Please see the complete article here.

Whole Food’s Business Case for GMO Labeling

As noted in my prior post, Whole Foods’ has decided to require that any foods sold in its U.S. and Canadian stores that contain genetically modified organisms (GMOs) be labeled as such by 2018.   This announcement was made without any mention by Whole Foods about alleged or potential dangers from eating GMO food.   Instead, as BusinessWeek reports,  Whole Foods is basing its decision on supporting “the consumer’s right to know.”  Further:

In an interview last year with Bloomberg Businessweek, [Walter] Robb [co-CEO of Whole Foods] made the business case for higher prices in the name of transparency: “I suppose there will always be a market for the cheapest possible food, but issues around water quality, farm workers, all that stuff, keep surfacing.  There will be no place to hide in terms of what your practices are and what you’re doing.”

It will be interesting to see how Whole Food’s decision impacts its suppliers and other retailers.  Stay tuned.

Whole Foods to Require GMO Labeling

See New York Times article at – http://www.nytimes.com/2013/03/09/business/grocery-chain-to-require-labels-for-genetically-modified-food.html?src=me&ref=general&_r=0

More to follow.

UPDATE: Frito-Lay Loses “Battle of the Bowl Chips”

Last year, I posted about the lawsuit brought by Frito-Lay against Ralcorp which accused the private labeling company of infringing Frito-Lay’s federally-registered trademark for bowl-shaped tortilla chips by manufacturing  MEDALLION BOWLZ tortilla chips on behalf of Wal-Mart. 

Now, a jury in Plano, Texas has sided with Ralcorp, which is now owned by ConAgra.   “We are pleased with the jury’s decision in our favor,” ConAgra said in a statement.  “We believe private brands offer a strong value to consumers, and we are delighted to bring terrific choices to shoppers.  We will continue to develop and make distinctive, high-quality food like this chip.”

Frito-Lay said that it was disappointed in the ruling and is weighing its legal options.

Anheuser-Busch Fights Back Against Watered-Down Beer Claims

Anheuser-Busch InBev has responded to the class action lawsuits accusing it of selling watered-down Budweiser.  Knowing the importance of brand image, the above ad was published in 10 major U.S. newspapers on Sunday, March 4th and features a can of water that A-B donates to the American Red Cross for disaster relief.  See the full ad here.

The lawsuits in question were filed in Pennsylvania, California and other states, and claim that the labels of Budweiser, Michelob and other beers overstate the alcohol content actually in the beer.  According to the lead lawyer, Josh Boxer, the  lawsuits are based on information from former employees at the company’s 13 U.S. breweries.  Boxer asserts that excess water is added just before bottling that cuts the stated alcohol content by 3 percent to 8 percent.

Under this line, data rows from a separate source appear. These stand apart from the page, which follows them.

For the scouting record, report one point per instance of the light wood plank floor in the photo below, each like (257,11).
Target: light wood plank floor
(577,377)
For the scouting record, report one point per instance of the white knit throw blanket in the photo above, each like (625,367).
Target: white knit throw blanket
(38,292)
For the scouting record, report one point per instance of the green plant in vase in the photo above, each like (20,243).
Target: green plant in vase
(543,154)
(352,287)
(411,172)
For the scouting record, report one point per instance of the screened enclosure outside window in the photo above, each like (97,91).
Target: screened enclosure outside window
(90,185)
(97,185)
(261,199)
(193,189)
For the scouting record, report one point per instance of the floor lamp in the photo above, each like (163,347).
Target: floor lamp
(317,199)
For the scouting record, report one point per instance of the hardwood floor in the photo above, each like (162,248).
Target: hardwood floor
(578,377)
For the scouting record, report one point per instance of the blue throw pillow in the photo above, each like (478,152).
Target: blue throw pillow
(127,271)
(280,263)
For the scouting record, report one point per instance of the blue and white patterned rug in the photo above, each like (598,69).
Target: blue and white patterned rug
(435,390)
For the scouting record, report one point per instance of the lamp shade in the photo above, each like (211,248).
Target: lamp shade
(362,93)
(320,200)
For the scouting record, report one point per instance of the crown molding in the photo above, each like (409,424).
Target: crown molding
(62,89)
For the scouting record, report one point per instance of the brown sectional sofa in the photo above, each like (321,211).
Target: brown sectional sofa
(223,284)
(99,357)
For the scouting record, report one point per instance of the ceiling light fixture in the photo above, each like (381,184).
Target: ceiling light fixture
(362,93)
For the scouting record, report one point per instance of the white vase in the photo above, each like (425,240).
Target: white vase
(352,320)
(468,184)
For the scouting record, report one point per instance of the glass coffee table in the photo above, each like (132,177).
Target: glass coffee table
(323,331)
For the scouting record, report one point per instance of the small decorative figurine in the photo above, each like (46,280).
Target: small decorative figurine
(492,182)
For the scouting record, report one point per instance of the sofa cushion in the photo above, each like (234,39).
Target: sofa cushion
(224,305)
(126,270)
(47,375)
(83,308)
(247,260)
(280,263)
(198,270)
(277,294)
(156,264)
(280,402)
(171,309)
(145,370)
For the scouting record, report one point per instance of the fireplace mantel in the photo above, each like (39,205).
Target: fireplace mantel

On February 27th, A-B issued the following statement on the lawsuit:

The claims against Anheuser-Busch are completely false, and these lawsuits are groundless.  Our beers are in full compliance with all alcohol labeling laws.  We proudly adhere to the highest standards in brewing our beers, which have made them the best-selling in the U.S. and the world.

This will be an interesting case to watch, especially because it appears, at first blush, that the case will boil down to the basic factual question of the A-B’s bottling practices and the specific alcohol content of the beer in question.